There remains just one outstanding affair for the Gambling Review to consider… the introduction of a mandatory research, education and funding (RET) levy.
The issue has become a heated topic of debate over the past year, and as the review White Paper nears publication after close to 26 months in development, MPs have raised it as requiring attention.
According to Rob Davies, Guardian journalist and author of Jackpot: How Gambling took over Britain, over 40 MPs wrote to the government expressing concern about ‘flaws’ in the existing voluntary levy system.
“This is potentially significant because the white paper was thought to be more or less in its final form,” Davies explained on Twitter, citing government/parliamentary sources behind the ‘big gambling rumour’.
A source also informed the journalist that the ‘write round’ in question – where policymakers will come to agreement on the White Paper’s final recommendations – has not yet begun, but a statutory levy now has a ‘greater than 50% chance of happening’.
Big gambling rumour: There is a second "write round" of the white paper on regulatory reform happening.
This is potentially significant because the white paper was thought to be more or less in its final form. There was one major issue outstanding…
— Rob Davies (@ByRobDavies) January 26, 2023
As it stands, the current industry RET funding model sees operators voluntarily donate to GambleAware, which then distributes money between various projects and programmes.
The largest operators donate 1% of their revenues, previously 0.1% until the Betting and Gaming Council (BGC) pledged to increase the threshold in 2020, whilst firms with revenue of less than £250,000 donate a minimum of £250.
The model has received some criticism from different stakeholders, however – GambleAware CEO Zoe Osmund argued that there is an ‘inconsistent approach’ to funding from the wider gambling industry, with the vast bulk of donations coming from the ‘Big Four’ of bet365, William Hill, Flutter Entertainment and Entain.
In its latest update on industry donations, covering the third quarter of the 2022-2023 financial year, GambleAware revealed that 90% of the £13m sum was donated by Entain and bet365.
GambleAware has long argued that the government should adopt a public health approach to gambling harm, whilst replacing the voluntary donations system with a mandatory levy – which according to Davies, is now a step closer to being reality.
Zoë Osmond has previously stated that the levy would remove “inconsistencies in operator donations and provide a sustainable funding model to support future projects and programmes.”

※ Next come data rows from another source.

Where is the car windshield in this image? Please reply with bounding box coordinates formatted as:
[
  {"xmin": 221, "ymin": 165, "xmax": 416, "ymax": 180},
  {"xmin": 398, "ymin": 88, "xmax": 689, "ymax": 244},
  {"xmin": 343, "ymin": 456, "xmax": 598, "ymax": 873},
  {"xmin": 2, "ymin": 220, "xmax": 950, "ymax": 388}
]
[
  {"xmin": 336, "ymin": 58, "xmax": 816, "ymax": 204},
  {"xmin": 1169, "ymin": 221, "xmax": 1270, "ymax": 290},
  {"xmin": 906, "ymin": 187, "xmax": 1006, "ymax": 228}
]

Stakeholders outside the industry have weighed in on the debate, with public health professionals arguing that the existing system of funding towards GambleAware makes the charity too reliant on the industry.
Both the Northern Gambling Clinic (NGC) and Social Market Foundation (SMF) have expressed this viewpoint, arguing that the NHS should take on responsibility for operating gambling harm treatment programmes.
On the other hand, other charitable organisations such as Dealmeout and YGAM have urged more caution on this approach over the past year, arguing that such a move could threaten the ‘world class’ treatment network present in the UK.
As the debate heats up, the BGC itself has defended its relationship with GambleAware, criticising an article in the Guardian which claimed that the trade body wants to see ‘a quarter’ of RET funds directed towards projects chosen by the ‘Big Four’ bookmakers.
The association asserted that “the industry has absolutely no say on how this funding is spent by charities, nor does it seek one”.
If Davies’ sources prove correct, the debate on RET funding could soon be settled as a key caveat of the Gambling Act review, as MPs and civil servants near the completion of the biggest overhaul of the UK’s betting and gaming regulation in 18 years.
Prior to his report, media reported that the Gambling Review would feature no changes to RET funding structures, as the government would likely recommend that the divisive matter be settled by an independent review.